January 26, 2022

GAME over. For reals.

So, it’s over. GAME are now in receivership.

And in some ways, it’s a relief. But in others – like the closure of hundreds of stores, and over 2,100 staff being made redundant, it’s a real heartbreaker.

The real question is why did it end up getting this bad?

In 2008, another UK high street giant fell under the groaning weight of bad decisions – this chain was Woolworths. The brand itself had residual value, and was identifiable. But it simply couldn’t meet its commercial and economic costs. The number of stores – all needing rent paid on the premises. The thousands of people employed, needing wages. The suppliers, needing to be paid. Woolworths couldn’t make nearly enough money to fill the demands expected of it. The result was inevitable.

GAME fell into much the same trap – it was ambitious and aggressive, almost to its detriment. It paid huge sums of money for exclusivity deals – so it could be first, and therefore somehow best. It aggressively expanded, buying Gamestation and Gameplay to further its ideals. It expanded overseas, setting roots in Europe.

All of this came at a price. And it was a price that The Game Group could simply not afford, at the end of it all.

Not to mention over the years, GAME itself became almost a cliche in itself. GAME were a games retailer – and yet, staff became blissfully unaware of the market they were peddling. As the staff became less and less knowledgeable and encouraged to sell anything, even if it were the wrong thing, they alienated the market that was knowledgeable. Which, as it turns out, is a significant portion of the market these days.
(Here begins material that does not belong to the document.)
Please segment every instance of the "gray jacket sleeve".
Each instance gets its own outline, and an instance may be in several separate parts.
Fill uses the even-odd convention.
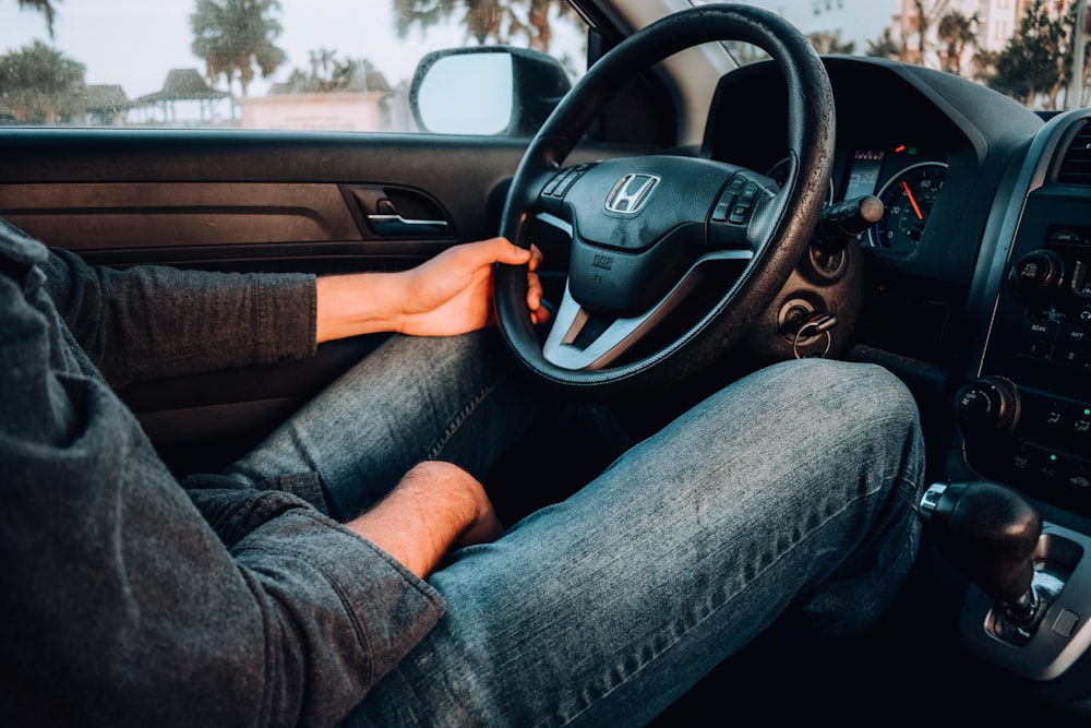
[[[14,232],[7,238],[0,224],[4,718],[109,726],[341,719],[440,619],[439,595],[291,493],[233,489],[215,476],[183,489],[110,387],[74,366],[74,341],[44,273],[70,263],[47,261]],[[70,312],[73,305],[111,311],[96,301],[100,291],[132,284],[79,285]],[[248,321],[261,318],[238,309]],[[107,315],[121,318],[103,330],[120,335],[124,315]],[[256,337],[264,324],[255,325]],[[141,363],[190,358],[165,354],[169,346],[155,336],[135,338]],[[242,348],[251,350],[239,360],[278,351]],[[116,366],[127,374],[141,369]]]
[[[55,250],[46,286],[113,387],[315,350],[314,276],[91,266]]]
Then came its fights with suppliers. Last year, it was made very public that Nintendo – a company GAME had continued to marginalise in their stores – were not supplying 3DS machines. The solution? GAME gave their staff money to nip over to Tesco and buy the really aggressively cheap ones, which they then sold for profit. This sounds a bit dodgy, but commercially at least it held weight.

But for Nintendo, it seemed, that was really the final straw. It had enjoyed a lot of success in the UK, despite GAME, and realised – like others eventually did – that it simply didn’t need them.

As the credit crunch bit, GAME found it harder to get good borrowing arrangements on its stock. The idea was to buy the stock on credit, sell it and then pay back at a later date. With their power, you’d imagine this was unnecessary and doomed to fail when other stores and supermarkets buy their stock upfront. But did it they did. When borrowing shrunk, GAME began to lose its buying power. Rather than change it, they tried to make deals by buying extras for the games – costumes, DLC, exclusivity, prettier boxes. But it was a sticking plaster over a severed limb, doing nothing to really affect their real problem, which was they were reliant on something that was becoming harder and harder to maintain.

Had they changed back in 2008, perhaps we wouldn’t be seeing this awful turn of events. But hindsight is always 20-20 and despite interest in acquiring GAME from the likes of Comet and GameStop, RBS (Royal Bank of Scotland) is simply happy to let the value plummet so it can buy up the remainder cheaply, and sell it off again. Whether it will make a profit in this is doubtful, but will be interesting to watch.

But let us not forget as much as we disliked GAME, the staff didn’t ask for this and tried their best in tough circumstances. Once you have lost the shine on your reputation it is an incredibly tough task to get it back. GAME are victims of their own bravado and ego, thinking that what used to work would still work, even when the commercial landscape has changed so dramatically.

And it is bad news for our High Streets, which now will be cursed with more empty stores. And our national budget, as many will be forced onto Jobseekers Allowance for the near future, with no real expansion in jobs in this country to absorb another 2000+ entrants into the fray.

The demise of GAME sucks. And as much as I have mocked them, the economic and human impact is going to be hard to ignore.

GAME over. And we’re all out of quarters.